“Quitter”

The sirens on the way to Silverdale were a screaming reminder that the math just wasn’t adding up anymore. For eleven years, I’d been calculating my life in “years to retirement,” like a prisoner marking days on a cell wall. But while my brain was focused on that 20-year “sweet spot,” my body had started counting in minutes of focused breathing in between crashing waves of pain.

Watching those blurry Washington evergreens whip past the ambulance window, the pension I’d been chasing started to feel like a ghost story—a promised land I’d never actually live to see. I thought about the communities I’d poured myself into since 2014 and the strategic programs I’d helped rebuild from chaos. I loved that work, but it was finally asking me the one question I couldn’t dodge: Is the “security” of my future worth the cost of my pulse?

The reality hit me harder than the physical pain: I was being a martyr for a system that would have my job posted on a recruitment board before my obituary even hit the local paper.

“Quitter”, the still small voice whispered. The negative feedback loop on repeat played in my head for weeks following my resignation. As my honey once said, “The human mind can be an asshole”, and mine was putting me through it. I vacillated between believing that I had made the best decision of my life to thinking I needed to have myself psychologically evaluated.

What had I done? I had worked diligently to help the underserved in my community in very rural, poverty stricken areas.
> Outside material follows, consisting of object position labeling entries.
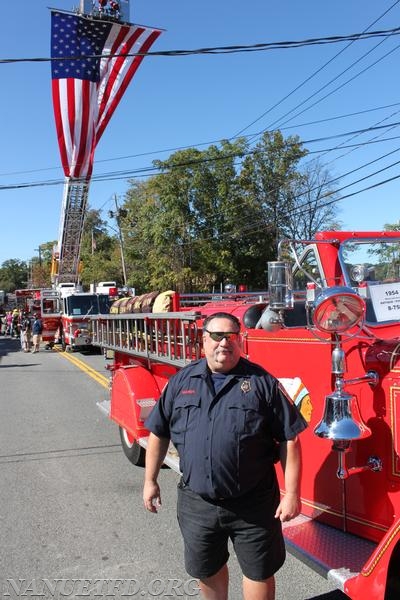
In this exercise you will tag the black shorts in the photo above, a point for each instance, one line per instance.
(248, 521)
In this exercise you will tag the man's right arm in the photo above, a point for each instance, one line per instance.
(155, 453)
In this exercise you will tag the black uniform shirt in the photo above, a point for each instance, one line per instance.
(225, 440)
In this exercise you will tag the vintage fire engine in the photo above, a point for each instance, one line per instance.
(329, 329)
(67, 315)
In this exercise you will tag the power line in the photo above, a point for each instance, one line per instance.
(224, 49)
(311, 77)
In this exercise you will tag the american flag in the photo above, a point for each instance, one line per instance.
(87, 90)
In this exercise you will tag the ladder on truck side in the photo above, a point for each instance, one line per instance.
(171, 338)
(65, 265)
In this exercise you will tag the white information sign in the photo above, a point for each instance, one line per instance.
(386, 301)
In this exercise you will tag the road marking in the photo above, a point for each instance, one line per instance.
(101, 379)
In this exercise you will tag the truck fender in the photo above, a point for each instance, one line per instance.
(379, 578)
(134, 393)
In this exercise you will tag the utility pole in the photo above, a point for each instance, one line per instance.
(118, 214)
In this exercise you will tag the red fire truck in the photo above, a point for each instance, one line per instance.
(329, 329)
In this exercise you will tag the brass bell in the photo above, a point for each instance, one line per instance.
(342, 419)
In this season of my life I had witnessed the very best in others and sadly, the very worst. I had 11 years of service in and only had 9 more to go to hit that sweet spot of retirement earnings.

Only

9 years snapped into one epic moment as I sat paralyzed in pain on a toilet in the McDonalds of Belfair, Washington – and a costly ambulance ride to Silverdale to boot. Stripped of my dignity, wheeled out on a stretcher, feeling very much tarred and feathered in the public square, there was no going back to the grind.

As I lay there, the ghosts of the Rhine River Valley seemed to crowd the ambulance. My ancestors, who measured a day’s worth in tilled soil and finished quilts, didn’t have a category for ‘chronic pain’ or ‘stress induced colitis .’ To them, there was only the work.

“Quitter”, the ghosts of generations passed whispered spurred on by the asshole running the control panel of my brain.

How does one make peace with the steady, judging gaze of a Germanic ancestry line that ran a direct route from The Rhine River Valley to the outskirts of Lancaster County, Pennsylvania? Growing up the phrase, “we are made of good stock” was used as soothing balm when we wanted to give up or facing adversity. The matriarchs in my family were strong Pennsylvania Dutch who measured ones worth to exist and take up space by the tasks that were accomplished in the day.

The “good stock” that measured a day’s worth in tasks completed.

I spent forty years believing my worth was tied to my output. I was running from an ancestral ledger that was not mine to balance – beliefs about worth and work that were mere echoes of the past. Now, in the quiet tendrils of mist rolling in with the tides, I’m having to learn how to take up space without a task list. I’m learning to silence the ‘Quitter’ and listen to the soul.